Зыбкий огонек свечи дрогнул и погас, оставив нас почти в полной темноте. Странно, раньше темнота не казалась мне настолько непроницаемой, я всегда могла разглядеть хотя бы очертания предметов, а в последнее время…
Связный поток мыслей оборвался, когда Данте слился со мной в единое целое. Так, как ждалось. Как мечталось. Как хотелось на холодной, одинокой постели, когда за окном завывал ледяной ветер…

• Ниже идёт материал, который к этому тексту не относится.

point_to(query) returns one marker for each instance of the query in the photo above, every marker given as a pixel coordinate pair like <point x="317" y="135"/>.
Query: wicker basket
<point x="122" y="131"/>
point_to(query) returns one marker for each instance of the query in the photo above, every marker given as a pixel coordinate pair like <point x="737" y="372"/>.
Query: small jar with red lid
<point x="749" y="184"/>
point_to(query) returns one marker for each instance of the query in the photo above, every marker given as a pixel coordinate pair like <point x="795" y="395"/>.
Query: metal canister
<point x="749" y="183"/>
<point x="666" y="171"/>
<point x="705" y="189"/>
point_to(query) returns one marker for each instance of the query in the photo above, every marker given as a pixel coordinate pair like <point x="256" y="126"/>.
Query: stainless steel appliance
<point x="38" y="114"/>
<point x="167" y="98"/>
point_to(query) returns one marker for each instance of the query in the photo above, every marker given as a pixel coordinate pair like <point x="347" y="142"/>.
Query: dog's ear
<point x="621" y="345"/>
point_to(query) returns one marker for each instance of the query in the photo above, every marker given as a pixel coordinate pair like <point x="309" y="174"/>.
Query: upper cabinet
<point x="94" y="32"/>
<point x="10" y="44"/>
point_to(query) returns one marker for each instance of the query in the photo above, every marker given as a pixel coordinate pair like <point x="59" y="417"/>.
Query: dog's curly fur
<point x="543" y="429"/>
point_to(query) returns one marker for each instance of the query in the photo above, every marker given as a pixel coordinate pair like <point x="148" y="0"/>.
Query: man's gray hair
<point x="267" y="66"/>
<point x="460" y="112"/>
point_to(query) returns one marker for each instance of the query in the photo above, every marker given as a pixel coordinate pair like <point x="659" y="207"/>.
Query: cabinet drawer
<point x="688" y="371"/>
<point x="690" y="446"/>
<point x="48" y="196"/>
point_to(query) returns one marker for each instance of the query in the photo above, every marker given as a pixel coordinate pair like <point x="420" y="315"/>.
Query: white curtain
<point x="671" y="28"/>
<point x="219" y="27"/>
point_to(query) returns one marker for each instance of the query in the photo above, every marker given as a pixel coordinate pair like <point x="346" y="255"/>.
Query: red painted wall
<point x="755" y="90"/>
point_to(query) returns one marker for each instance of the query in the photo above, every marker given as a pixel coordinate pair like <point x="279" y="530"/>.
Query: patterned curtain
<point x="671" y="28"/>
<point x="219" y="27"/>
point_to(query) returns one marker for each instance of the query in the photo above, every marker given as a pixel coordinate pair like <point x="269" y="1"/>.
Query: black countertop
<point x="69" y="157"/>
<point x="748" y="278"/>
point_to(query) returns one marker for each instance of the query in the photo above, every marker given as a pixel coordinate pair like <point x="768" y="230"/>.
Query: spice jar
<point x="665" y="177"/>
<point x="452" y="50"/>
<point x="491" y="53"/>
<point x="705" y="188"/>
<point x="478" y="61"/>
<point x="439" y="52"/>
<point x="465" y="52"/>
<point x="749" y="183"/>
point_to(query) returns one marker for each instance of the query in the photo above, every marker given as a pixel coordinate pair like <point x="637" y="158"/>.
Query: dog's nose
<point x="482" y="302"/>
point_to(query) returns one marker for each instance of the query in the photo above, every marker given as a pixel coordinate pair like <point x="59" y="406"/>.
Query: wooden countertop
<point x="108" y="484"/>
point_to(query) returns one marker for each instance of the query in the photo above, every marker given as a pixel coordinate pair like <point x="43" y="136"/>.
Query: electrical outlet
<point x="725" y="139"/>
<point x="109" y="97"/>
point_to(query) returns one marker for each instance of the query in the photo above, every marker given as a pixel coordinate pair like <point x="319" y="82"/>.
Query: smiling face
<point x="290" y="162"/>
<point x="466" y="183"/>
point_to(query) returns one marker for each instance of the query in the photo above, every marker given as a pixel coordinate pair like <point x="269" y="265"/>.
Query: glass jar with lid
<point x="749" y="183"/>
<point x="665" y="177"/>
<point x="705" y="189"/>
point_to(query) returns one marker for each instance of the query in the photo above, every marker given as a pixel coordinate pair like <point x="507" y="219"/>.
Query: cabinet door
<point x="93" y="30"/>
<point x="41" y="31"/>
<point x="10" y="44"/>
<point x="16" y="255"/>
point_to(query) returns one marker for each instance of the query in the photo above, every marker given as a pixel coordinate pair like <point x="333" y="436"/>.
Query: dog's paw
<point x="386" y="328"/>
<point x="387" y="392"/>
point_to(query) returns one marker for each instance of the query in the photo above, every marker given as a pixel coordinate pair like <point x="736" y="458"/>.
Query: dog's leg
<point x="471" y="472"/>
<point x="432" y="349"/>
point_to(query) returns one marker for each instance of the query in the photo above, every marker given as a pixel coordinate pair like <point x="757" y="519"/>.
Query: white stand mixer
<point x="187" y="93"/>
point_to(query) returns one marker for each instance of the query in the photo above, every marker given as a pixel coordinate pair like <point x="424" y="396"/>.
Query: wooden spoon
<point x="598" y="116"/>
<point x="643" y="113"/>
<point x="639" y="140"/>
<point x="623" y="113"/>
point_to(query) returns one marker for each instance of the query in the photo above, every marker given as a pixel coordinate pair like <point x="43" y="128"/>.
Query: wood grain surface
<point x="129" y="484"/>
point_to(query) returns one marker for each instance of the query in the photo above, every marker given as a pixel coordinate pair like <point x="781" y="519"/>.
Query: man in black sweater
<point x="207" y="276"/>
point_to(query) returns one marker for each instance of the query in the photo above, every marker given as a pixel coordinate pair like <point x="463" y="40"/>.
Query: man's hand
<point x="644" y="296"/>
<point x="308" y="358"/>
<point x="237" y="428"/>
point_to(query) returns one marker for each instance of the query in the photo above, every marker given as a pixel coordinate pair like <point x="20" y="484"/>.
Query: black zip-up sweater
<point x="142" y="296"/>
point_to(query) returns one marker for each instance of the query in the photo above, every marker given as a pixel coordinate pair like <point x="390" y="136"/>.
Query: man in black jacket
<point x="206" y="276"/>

Все – неважно. Все – иллюзия. Он со мной, мы едины так, как только возможно…
Я с тобой. Я тебя люблю…
Поздняя осень здесь, чуть южнее Стольна Града, в этом году оказалась на удивление мягкой, теплой и солнечной. И пусть с утра нельзя было ничего разглядеть дальше вытянутой руки из-за холодного тумана, заполнившего собой лещину, к полудню распогодилось, и сейчас я с наслаждением вдыхала студеный осенний воздух, любуясь солнечными бликами на гладкой, как зеркало, поверхности небольшого лесного озера. Вокруг стояла тишина, такая, какую можно услышать лишь в лесу в последней декаде листопада – природа уже засыпала, лесные духи и мелкая нечисть постепенно уходили под землю, готовясь к покою, до тех пор пока их не разбудит весенняя капель. Багряные и золотисто-медные кленовые листья с зелеными прожилками мягко ложились на землю, яркими звездами падали на поверхность озера, на несколько секунд нарушая неподвижное великолепие студеной воды, синей, как лучшие сапфиры в короне эльфийского владыки из Серебряного Леса. Прохладные солнечные лучи проникали сквозь разноцветный лиственный полог, ложась на землю косыми столбами золотистого света.